1. Do Not Use Personal or Known Information

Avoid using numbers from your birthday, phone numbers, social security numbers, family member names, pet names, sports teams, addresses and so on. Hackers already have or can easily find your personal information in public sources, such as county records and social media. When they attempt to crack your password, they will use a various combination of these to formulate a likely password that you would use.

2. Use a Long Password

Create a password that is at least 12-16 characters. The length of a password is a critical factor in its security. The more characters a password has, the more combinations a hacker must try in order to guess or brute force the password

For example, a 12-character password is significantly harder to crack than an 8-character password because the number of possible combinations increases exponentially with each additional character.

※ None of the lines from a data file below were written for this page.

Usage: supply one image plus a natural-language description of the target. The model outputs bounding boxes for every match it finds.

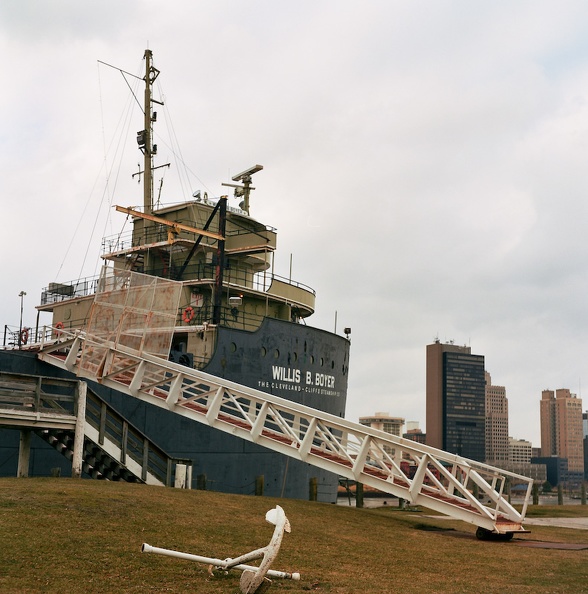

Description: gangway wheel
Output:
[476,526,514,541]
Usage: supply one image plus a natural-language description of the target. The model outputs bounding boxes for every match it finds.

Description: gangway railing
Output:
[39,331,533,538]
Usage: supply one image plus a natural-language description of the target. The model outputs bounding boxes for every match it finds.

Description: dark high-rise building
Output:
[427,340,486,462]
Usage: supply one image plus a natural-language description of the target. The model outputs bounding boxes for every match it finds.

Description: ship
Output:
[0,50,351,503]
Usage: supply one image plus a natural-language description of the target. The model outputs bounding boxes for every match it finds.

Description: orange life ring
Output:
[182,306,194,324]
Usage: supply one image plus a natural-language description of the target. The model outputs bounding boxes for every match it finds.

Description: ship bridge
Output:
[28,274,533,538]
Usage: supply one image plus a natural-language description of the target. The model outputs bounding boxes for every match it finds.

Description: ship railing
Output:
[41,276,100,305]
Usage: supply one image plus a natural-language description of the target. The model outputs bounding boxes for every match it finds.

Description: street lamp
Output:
[18,291,26,349]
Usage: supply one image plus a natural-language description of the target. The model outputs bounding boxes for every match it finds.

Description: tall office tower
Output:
[359,413,404,455]
[427,340,486,462]
[485,372,508,466]
[508,437,533,464]
[540,388,584,474]
[582,411,588,481]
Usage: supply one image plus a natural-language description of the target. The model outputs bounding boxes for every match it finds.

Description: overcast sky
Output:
[0,0,588,446]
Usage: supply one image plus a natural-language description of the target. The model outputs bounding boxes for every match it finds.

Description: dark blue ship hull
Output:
[0,318,349,502]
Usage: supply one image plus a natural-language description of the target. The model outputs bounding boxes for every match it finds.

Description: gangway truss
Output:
[38,329,533,538]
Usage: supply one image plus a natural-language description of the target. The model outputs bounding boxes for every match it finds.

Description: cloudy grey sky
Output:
[0,0,588,445]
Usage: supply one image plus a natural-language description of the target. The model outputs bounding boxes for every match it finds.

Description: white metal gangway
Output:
[38,329,533,538]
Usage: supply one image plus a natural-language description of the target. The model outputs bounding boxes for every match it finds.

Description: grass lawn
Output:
[0,478,588,594]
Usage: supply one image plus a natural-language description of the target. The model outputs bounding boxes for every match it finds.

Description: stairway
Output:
[0,372,191,488]
[38,331,533,538]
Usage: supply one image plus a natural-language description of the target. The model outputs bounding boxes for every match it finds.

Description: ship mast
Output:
[137,49,163,214]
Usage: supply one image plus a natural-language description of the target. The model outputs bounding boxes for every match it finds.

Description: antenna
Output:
[221,165,263,214]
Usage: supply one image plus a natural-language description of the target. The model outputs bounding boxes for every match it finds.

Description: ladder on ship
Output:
[38,330,533,538]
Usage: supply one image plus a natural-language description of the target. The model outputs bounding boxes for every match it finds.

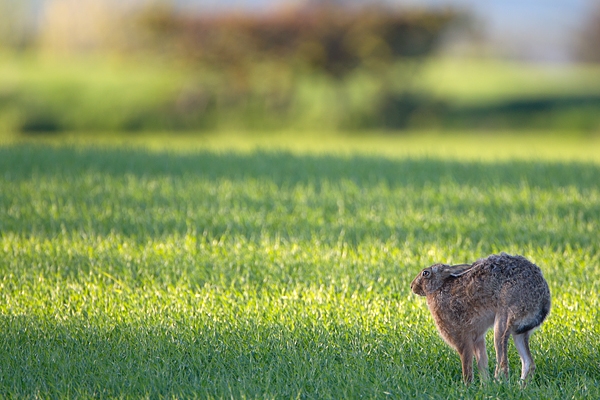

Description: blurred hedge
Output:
[140,6,457,78]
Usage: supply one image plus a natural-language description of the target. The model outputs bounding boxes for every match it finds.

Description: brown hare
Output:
[410,253,550,384]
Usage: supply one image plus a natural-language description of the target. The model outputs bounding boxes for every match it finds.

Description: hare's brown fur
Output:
[411,253,550,383]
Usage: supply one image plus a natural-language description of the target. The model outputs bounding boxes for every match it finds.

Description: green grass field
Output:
[0,134,600,399]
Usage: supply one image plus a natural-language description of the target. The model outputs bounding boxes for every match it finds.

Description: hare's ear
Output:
[447,264,473,277]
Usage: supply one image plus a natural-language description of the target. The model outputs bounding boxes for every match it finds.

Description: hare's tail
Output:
[515,302,550,335]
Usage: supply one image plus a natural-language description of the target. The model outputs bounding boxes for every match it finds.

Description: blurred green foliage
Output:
[0,2,600,133]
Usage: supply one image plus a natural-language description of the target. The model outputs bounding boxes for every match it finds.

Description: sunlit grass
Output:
[0,135,600,399]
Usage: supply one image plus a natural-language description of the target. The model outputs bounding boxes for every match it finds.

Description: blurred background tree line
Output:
[0,0,600,132]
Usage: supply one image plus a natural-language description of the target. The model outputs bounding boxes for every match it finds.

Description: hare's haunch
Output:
[410,253,550,384]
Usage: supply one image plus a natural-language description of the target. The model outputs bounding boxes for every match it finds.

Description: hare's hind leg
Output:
[494,314,510,379]
[513,329,535,382]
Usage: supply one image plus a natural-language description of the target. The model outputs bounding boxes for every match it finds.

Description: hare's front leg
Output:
[473,332,490,381]
[513,329,535,383]
[457,343,473,385]
[494,314,510,379]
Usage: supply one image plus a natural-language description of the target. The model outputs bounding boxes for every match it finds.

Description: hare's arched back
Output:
[411,253,550,383]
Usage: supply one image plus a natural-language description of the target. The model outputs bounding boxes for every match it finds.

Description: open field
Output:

3. Use Passphrases Instead

Building on the previous point, passphrases are by nature longer. A passphrase of five random unrelated words would likely be more than 12 characters and can be significantly easier to remember.

For example, “Purple-Turtles-$100-Jazz-HANDS” is long, strong, and memorable. You can use tools such as Keeper’s passphrase generator: https://www.keepersecurity.com/features/passphrase-generator/

4. Do not reuse your password

According to TechRadar, 70% of breached accounts were due to password re-use. Hackers use a technique called credential stuffing. Essentially, they can purchase usernames and passwords in bulk from the dark web for pennies on the dollar. From there, they can find almost all your accounts tied to that username or email from various websites and try access your account.

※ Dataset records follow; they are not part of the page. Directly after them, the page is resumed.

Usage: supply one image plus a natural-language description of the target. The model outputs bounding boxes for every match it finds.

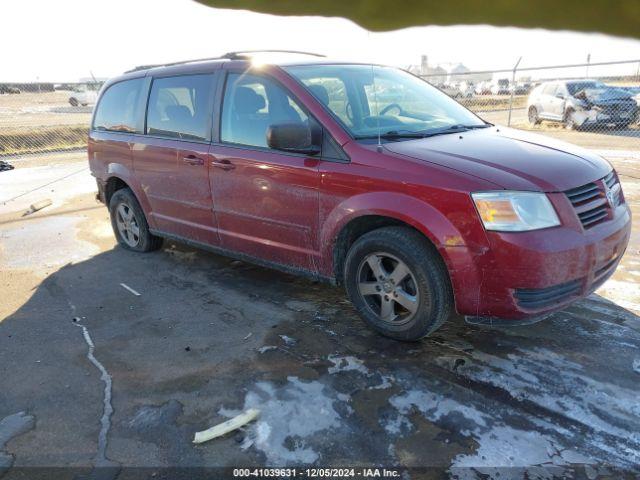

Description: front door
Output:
[210,72,319,272]
[133,74,219,244]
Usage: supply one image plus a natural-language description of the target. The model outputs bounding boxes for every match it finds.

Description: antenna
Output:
[367,36,382,153]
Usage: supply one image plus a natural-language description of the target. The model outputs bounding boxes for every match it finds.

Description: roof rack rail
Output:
[124,50,326,73]
[222,50,326,60]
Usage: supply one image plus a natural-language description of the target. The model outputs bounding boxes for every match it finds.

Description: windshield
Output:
[285,65,488,138]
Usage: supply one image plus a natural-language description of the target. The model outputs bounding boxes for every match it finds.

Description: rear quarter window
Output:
[93,78,144,133]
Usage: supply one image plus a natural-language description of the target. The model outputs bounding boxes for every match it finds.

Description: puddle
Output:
[0,412,36,470]
[219,377,347,466]
[0,216,100,269]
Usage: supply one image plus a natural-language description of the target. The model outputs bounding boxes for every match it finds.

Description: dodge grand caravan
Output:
[88,53,631,340]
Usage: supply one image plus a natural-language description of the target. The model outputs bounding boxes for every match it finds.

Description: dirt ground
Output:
[0,148,640,480]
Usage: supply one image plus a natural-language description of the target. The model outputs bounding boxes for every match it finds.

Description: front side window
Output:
[220,73,309,147]
[284,65,487,138]
[147,74,213,141]
[93,78,144,133]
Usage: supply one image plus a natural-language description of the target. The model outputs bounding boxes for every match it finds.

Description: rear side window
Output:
[220,73,309,147]
[93,78,144,133]
[147,74,213,141]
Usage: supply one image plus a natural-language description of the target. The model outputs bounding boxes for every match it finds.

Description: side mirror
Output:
[267,123,320,155]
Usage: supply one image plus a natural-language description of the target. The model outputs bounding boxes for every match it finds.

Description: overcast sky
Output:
[0,0,640,82]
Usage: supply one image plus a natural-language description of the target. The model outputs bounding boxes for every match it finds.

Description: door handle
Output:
[211,159,236,170]
[182,155,204,165]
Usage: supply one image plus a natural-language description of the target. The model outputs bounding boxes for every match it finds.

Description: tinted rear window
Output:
[147,74,213,140]
[93,78,144,133]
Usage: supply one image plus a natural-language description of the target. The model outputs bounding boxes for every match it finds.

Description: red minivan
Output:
[88,53,631,340]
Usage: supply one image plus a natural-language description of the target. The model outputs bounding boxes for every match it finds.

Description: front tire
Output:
[109,188,162,252]
[344,227,453,341]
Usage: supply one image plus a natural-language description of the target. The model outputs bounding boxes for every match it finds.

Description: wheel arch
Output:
[105,164,155,228]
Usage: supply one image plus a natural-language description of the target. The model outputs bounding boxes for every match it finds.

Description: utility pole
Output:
[507,57,522,127]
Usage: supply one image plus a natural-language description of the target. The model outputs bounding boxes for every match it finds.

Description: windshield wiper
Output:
[355,130,427,140]
[355,123,493,140]
[424,123,493,137]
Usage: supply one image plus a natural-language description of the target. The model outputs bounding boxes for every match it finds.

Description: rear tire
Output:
[109,188,162,252]
[344,227,453,341]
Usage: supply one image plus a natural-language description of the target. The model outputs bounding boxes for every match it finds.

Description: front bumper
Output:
[452,200,631,324]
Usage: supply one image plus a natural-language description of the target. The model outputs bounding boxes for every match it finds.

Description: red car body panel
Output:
[89,61,631,319]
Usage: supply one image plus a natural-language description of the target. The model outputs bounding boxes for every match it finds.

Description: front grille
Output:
[564,171,621,229]
[513,279,581,310]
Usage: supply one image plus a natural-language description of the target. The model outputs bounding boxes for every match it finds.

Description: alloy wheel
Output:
[357,252,420,325]
[116,202,140,247]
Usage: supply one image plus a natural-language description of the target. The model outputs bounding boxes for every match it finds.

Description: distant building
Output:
[407,55,491,85]
[407,55,447,85]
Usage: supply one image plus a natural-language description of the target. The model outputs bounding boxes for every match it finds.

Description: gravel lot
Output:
[0,148,640,479]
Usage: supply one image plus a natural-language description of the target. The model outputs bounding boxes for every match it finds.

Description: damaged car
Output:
[527,80,638,130]
[88,52,631,340]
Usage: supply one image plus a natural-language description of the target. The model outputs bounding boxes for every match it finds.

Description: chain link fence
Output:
[0,60,640,160]
[0,82,101,157]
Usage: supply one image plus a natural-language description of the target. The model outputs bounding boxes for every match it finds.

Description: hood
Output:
[385,127,611,192]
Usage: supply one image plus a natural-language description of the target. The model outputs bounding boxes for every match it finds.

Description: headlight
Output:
[471,191,560,232]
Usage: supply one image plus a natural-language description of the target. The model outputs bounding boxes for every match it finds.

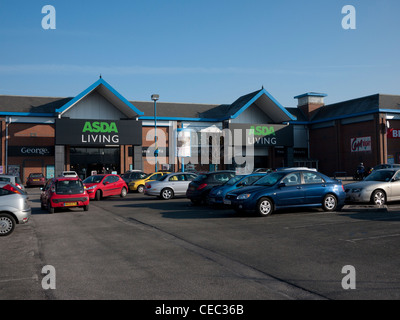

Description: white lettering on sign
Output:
[388,129,400,139]
[351,137,372,152]
[21,147,50,156]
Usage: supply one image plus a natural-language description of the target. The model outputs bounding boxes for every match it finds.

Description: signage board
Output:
[8,146,54,157]
[229,123,294,147]
[350,137,372,152]
[55,118,142,146]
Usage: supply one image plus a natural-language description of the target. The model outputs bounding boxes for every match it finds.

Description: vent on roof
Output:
[294,92,327,120]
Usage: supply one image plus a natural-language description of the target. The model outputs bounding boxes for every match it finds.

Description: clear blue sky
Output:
[0,0,400,107]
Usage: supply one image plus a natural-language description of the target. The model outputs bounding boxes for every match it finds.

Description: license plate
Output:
[64,202,78,207]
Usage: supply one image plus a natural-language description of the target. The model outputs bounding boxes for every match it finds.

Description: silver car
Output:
[0,174,25,191]
[345,169,400,205]
[0,183,31,237]
[144,172,197,200]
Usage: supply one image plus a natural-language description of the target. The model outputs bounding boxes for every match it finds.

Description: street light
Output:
[151,94,160,172]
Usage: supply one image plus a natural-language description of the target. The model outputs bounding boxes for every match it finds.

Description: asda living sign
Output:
[229,124,293,147]
[56,119,142,146]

For instance, if you are using the same email and password for online shopping, social media, banking, utilities, and other uses, if a hacker gets access to one, they can potentially gain access to all your accounts. Just imagine the havoc that can cause!

5. Use a Password Manager

You must be asking, “Danny, how am I going to remember a unique password for each of my 50+ accounts!?” The answer is simple, use a password manager. All you need to remember is one strong master password—I see you, Purple-Turtles-$100-Jazz-HANDS!

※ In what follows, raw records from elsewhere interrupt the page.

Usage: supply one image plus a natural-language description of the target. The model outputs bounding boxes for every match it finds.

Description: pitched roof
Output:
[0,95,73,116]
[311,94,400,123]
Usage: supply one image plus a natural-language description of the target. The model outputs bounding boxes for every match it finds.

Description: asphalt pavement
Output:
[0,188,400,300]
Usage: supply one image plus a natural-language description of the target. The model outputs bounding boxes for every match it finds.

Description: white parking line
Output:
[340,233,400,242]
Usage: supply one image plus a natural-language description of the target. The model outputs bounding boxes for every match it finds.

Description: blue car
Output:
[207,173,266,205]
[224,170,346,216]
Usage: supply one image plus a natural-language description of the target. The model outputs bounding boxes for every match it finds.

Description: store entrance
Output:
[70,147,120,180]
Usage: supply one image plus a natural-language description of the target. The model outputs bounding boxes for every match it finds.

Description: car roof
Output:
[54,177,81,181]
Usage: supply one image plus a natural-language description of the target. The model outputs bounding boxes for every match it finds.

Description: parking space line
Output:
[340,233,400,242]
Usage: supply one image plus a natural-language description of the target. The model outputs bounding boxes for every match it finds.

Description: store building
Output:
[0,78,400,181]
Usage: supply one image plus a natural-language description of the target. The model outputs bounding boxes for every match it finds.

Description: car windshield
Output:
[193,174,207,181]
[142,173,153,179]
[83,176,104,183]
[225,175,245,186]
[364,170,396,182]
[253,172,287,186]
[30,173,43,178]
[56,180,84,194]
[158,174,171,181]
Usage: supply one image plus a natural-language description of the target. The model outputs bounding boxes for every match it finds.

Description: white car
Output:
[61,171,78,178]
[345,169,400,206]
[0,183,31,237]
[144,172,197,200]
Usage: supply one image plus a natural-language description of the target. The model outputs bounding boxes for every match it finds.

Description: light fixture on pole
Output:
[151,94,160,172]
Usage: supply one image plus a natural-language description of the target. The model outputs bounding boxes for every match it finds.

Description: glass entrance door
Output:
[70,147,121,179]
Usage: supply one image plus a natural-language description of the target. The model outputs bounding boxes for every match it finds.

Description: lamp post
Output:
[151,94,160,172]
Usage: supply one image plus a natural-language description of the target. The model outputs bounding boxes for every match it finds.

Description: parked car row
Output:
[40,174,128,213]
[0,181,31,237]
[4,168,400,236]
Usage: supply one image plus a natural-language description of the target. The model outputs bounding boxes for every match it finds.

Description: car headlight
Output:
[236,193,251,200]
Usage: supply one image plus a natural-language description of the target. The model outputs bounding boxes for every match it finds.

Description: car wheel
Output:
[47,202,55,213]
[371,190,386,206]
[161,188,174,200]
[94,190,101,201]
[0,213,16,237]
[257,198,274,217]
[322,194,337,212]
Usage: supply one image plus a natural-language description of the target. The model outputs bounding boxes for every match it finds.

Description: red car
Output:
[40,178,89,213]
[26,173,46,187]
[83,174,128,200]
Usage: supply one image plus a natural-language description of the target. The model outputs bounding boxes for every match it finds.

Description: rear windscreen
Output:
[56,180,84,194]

With a master password, you can get into your password manager vault, you will have access to all your other passwords. “Well, Danny, isn’t that putting too many eggs in one basket?” Although it is a centralized place to store your passwords, if you have a sufficiently strong password and MFA, it is very, very difficult for a hacker to get your passwords.

However, do note that not all password managers are made equal. The password managers that are built into your browser can easily be breached and have all your passwords extracted by hackers. Having a dedicated password manager that prioritizes security, such as Keeper or Bitwarden, is crucial.

If you are not already using a password manager, I highly recommend you do so. Ask your IT department about using one at work.


Although not technically a password feature, consider using multifactor authentication (MFA) wherever your can. Even if a hacker has your password, they still need that second factor to log in.

Rather than using your phone number with SMS, consider using an app such as Microsoft Authenticator or Google Authenticator—both of these are known as software tokens and they are much more secure than SMS, which can be intercepted or prone to SIM jacking. For even more critical accounts, consider using a hardware security key, such as a Yubikey.